The embodiment provides a method for a communication interface based on cache consistency, namely, a direct conversation can be performed between an FPGA and a CPU through a cache consistency protocol, the CPU can share a memory of a system and directly use and access the memory for the FPGA, and equivalently, a fast channel is established between the CPU and an FPGA accelerator card, so that data communication becomes simpler and more efficient. By utilizing the communication mode, the database retrieval task is unloaded to the FPGA, the FPGA directly accesses data in the database, operations such as retrieval, operation and the like are started in parallel, the result of the calculation is directly written into the memory and the CPU is informed of the completion of the calculation, the CPU can continuously execute other tasks during the FPGA retrieval period, and the result is displayed to a user after the calculation is completed, so that the performance of the database can be greatly improved, the user experience is improved, and the problem of long delay of the conventional PCIe-based communication at present can be solved.
Since the embodiment of the system part corresponds to the embodiment of the method part, the embodiment of the system part is described with reference to the embodiment of the method part, and is not repeated here.
The present application also provides a storage medium having a computer program stored thereon, which when executed, may implement the steps provided by the above-described embodiments. The storage medium may include: various media capable of storing program codes, such as a usb disk, a removable hard disk, a Read-Only Memory (ROM), a Random Access Memory (RAM), a magnetic disk, or an optical disk.
The application also provides a heterogeneous computing acceleration platform, which may include a memory and a processor, where the memory stores a computer program, and the processor may implement the steps provided by the foregoing embodiments when calling the computer program in the memory. Of course, the heterogeneous computing acceleration platform may further include various network interfaces, power supplies, and other components.

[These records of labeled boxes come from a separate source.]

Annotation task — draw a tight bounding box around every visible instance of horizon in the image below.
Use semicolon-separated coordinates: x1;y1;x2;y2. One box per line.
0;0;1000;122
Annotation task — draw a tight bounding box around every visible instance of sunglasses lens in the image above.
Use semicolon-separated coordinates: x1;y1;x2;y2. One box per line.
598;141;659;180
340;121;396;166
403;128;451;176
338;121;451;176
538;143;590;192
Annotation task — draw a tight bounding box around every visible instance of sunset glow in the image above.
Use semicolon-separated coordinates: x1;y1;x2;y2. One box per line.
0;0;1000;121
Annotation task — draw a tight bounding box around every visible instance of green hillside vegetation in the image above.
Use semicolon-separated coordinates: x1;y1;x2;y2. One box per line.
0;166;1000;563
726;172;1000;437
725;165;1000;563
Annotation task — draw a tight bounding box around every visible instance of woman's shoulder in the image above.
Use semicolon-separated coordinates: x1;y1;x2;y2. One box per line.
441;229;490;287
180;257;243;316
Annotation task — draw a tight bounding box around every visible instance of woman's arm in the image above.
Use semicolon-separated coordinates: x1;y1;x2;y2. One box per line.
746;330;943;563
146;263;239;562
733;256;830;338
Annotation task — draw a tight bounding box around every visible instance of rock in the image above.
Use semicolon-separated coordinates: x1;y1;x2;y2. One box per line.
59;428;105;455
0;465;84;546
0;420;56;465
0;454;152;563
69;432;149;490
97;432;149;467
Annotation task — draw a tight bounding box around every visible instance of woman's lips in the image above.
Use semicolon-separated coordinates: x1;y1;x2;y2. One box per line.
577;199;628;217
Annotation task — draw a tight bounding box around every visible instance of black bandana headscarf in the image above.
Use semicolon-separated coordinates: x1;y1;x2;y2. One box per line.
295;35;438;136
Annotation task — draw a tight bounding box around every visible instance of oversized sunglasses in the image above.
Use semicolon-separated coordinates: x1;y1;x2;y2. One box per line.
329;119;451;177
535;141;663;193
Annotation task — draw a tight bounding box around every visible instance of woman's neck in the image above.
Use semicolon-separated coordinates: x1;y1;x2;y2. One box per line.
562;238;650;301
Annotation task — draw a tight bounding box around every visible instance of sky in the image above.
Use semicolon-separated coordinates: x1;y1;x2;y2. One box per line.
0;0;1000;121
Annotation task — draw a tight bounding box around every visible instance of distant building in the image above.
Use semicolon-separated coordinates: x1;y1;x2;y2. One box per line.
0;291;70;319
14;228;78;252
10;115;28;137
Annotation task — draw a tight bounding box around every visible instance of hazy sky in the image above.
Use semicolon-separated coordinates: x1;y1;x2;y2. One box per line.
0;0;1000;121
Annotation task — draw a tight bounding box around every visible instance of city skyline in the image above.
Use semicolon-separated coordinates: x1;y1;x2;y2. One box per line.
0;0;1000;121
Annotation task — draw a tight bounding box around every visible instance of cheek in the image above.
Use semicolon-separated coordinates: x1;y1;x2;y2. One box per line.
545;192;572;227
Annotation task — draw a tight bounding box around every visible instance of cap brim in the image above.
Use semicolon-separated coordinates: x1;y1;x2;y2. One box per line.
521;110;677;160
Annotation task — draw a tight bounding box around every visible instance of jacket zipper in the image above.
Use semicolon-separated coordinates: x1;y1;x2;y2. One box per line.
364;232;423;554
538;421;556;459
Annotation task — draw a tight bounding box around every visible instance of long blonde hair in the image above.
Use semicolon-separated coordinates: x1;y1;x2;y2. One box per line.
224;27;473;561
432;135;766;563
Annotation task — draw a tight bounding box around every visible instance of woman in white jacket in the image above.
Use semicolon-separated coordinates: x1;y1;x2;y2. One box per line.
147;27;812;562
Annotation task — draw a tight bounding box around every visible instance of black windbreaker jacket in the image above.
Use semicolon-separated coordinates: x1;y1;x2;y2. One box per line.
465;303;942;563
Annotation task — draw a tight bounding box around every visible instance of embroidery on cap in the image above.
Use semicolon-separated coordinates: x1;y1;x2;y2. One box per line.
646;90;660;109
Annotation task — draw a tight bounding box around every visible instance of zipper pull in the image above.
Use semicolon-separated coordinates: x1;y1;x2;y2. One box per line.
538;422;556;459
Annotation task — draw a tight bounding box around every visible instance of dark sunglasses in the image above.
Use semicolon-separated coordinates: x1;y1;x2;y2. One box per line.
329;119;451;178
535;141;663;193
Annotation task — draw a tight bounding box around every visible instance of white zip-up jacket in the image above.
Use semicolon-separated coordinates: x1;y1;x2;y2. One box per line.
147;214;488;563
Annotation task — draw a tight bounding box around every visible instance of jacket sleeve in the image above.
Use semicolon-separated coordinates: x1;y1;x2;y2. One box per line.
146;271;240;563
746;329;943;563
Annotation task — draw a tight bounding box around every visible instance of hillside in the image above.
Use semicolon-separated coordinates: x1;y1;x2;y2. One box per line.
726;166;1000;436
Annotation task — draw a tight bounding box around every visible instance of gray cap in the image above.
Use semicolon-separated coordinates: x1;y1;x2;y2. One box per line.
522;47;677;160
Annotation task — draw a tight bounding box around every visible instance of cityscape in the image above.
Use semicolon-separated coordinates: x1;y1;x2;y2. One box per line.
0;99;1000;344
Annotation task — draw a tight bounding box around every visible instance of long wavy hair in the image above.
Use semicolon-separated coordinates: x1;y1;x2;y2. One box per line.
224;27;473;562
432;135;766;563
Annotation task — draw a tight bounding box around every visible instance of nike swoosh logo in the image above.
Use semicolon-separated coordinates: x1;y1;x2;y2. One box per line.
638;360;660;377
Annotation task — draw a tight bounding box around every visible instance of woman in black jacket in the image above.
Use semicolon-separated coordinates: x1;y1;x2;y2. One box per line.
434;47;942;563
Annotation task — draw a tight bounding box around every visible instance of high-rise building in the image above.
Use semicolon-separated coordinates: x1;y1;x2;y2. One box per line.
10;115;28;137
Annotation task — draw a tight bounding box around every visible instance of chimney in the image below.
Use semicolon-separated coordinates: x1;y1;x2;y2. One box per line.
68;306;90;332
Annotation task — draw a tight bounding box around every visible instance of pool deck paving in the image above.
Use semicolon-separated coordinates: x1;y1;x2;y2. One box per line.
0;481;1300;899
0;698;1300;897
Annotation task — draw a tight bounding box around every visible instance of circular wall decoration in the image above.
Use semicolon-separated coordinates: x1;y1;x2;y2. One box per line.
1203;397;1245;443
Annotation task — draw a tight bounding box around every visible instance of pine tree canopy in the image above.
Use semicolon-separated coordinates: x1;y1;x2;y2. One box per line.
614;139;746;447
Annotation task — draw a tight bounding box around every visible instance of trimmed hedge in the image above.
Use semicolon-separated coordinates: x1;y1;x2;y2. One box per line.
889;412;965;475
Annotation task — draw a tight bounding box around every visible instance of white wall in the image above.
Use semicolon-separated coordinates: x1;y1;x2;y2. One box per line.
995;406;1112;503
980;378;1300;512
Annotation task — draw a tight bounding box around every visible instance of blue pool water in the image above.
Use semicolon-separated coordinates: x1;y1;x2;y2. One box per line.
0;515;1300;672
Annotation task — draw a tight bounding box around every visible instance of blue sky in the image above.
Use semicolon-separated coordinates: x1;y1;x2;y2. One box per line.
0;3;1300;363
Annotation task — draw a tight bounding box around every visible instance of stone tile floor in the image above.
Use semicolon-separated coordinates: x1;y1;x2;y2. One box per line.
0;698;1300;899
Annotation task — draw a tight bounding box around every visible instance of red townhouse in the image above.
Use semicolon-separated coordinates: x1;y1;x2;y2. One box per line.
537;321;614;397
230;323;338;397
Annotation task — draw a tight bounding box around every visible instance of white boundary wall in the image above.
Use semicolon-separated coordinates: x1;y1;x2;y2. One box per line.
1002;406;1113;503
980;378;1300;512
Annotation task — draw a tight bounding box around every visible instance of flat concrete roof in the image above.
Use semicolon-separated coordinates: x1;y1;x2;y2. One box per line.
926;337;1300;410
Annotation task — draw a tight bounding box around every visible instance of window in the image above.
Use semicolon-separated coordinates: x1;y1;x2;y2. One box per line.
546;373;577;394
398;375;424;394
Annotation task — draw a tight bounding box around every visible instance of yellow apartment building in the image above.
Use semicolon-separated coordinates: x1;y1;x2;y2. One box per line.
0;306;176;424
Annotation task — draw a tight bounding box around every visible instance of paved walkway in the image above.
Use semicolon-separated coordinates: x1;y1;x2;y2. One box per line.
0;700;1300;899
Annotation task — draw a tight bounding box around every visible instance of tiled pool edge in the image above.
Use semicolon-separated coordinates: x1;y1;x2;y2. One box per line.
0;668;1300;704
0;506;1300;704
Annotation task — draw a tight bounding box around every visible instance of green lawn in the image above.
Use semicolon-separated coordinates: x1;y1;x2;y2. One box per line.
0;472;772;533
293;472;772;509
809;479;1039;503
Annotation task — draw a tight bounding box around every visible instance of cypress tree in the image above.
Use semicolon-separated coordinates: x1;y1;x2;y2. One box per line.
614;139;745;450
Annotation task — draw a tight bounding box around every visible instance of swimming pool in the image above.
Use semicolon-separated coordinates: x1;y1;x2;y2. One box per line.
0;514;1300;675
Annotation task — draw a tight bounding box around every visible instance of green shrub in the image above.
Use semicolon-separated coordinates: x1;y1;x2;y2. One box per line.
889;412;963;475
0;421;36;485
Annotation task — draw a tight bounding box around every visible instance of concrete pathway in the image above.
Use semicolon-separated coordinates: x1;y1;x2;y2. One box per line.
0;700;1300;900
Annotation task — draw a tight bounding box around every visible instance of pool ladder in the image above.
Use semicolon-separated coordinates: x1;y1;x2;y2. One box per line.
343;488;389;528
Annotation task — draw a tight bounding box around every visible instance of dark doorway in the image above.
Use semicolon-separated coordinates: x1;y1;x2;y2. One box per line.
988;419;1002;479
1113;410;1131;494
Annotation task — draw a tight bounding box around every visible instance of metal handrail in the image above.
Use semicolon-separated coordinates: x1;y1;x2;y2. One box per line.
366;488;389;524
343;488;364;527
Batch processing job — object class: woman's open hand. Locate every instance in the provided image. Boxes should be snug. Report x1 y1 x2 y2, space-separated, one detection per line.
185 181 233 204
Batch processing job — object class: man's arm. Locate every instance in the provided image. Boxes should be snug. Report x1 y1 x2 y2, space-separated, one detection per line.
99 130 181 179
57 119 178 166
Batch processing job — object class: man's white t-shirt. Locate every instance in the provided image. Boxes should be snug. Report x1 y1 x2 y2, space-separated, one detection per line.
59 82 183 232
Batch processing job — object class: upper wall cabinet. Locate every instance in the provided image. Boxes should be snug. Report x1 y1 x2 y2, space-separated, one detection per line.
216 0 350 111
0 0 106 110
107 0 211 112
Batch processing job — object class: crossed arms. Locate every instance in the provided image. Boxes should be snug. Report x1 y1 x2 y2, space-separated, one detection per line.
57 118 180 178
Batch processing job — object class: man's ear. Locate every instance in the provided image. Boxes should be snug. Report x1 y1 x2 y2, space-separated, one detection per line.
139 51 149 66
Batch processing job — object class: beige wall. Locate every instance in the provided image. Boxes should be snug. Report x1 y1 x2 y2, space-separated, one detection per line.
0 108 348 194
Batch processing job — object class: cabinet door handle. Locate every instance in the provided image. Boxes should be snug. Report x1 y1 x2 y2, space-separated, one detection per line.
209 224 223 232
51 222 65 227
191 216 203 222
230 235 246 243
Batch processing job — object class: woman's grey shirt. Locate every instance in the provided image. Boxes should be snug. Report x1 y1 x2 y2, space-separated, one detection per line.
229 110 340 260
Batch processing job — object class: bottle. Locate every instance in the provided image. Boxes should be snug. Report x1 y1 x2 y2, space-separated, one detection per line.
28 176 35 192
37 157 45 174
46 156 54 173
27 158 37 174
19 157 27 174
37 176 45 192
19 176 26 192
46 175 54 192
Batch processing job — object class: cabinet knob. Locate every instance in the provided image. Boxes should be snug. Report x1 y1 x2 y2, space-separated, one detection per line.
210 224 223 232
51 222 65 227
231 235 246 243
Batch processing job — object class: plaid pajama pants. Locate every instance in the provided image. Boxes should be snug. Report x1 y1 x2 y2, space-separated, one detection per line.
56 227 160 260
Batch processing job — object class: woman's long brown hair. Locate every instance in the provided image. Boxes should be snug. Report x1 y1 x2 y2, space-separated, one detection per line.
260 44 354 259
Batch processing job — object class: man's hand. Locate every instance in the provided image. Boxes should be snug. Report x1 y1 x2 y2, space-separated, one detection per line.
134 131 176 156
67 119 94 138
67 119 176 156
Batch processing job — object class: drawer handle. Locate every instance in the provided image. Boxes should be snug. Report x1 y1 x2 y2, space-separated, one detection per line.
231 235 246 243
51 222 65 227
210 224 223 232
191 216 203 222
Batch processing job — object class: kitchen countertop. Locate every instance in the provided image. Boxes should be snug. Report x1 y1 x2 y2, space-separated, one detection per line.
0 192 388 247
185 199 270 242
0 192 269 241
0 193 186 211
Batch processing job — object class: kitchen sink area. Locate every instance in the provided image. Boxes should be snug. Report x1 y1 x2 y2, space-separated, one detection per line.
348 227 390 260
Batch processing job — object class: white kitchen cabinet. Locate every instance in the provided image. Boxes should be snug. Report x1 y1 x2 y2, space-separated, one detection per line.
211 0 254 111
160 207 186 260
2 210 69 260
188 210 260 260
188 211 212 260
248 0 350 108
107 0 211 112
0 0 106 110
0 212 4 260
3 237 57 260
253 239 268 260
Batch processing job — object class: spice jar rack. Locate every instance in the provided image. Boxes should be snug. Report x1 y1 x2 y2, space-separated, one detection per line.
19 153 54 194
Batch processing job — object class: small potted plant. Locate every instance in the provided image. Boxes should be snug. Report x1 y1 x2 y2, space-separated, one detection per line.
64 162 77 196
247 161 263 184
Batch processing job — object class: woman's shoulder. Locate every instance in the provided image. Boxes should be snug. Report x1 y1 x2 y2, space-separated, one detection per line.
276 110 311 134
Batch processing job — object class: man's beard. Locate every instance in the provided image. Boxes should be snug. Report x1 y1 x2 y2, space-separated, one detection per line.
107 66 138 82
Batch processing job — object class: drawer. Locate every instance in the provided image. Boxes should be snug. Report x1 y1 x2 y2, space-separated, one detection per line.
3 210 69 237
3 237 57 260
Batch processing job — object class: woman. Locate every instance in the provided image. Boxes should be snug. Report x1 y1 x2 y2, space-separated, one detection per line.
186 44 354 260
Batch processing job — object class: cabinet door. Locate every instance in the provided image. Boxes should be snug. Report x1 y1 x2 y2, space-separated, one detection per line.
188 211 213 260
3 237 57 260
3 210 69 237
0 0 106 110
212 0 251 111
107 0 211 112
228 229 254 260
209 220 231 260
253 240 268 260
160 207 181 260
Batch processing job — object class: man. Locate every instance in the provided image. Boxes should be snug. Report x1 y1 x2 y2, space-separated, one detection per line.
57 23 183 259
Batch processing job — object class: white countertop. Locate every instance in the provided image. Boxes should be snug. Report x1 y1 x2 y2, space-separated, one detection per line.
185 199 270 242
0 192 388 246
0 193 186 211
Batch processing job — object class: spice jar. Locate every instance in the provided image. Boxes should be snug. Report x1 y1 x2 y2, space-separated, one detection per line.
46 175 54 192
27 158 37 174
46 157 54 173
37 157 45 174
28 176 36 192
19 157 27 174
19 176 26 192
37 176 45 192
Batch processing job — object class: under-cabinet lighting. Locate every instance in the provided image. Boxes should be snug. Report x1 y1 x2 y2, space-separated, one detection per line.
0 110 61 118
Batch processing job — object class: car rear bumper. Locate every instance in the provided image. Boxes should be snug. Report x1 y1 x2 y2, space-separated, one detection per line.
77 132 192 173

The embodiments are described in a progressive manner in the specification, each embodiment focuses on differences from other embodiments, and the same and similar parts among the embodiments are referred to each other. For the system disclosed by the embodiment, the description is relatively simple because the system corresponds to the method disclosed by the embodiment, and the relevant points can be referred to the method part for description. It should be noted that, for those skilled in the art, it is possible to make several improvements and modifications to the present application without departing from the principle of the present application, and such improvements and modifications also fall within the scope of the claims of the present application.
It is further noted that, in the present specification, relational terms such as first and second, and the like are used solely to distinguish one entity or action from another entity or action without necessarily requiring or implying any actual such relationship or order between such entities or actions. Also, the terms "comprises," "comprising," or any other variation thereof, are intended to cover a non-exclusive inclusion, such that a process, method, article, or apparatus that comprises a list of elements does not include only those elements but may include other elements not expressly listed or inherent to such process, method, article, or apparatus. Without further limitation, an element defined by the phrase "comprising an … …" does not exclude the presence of other identical elements in a process, method, article, or apparatus that comprises the element.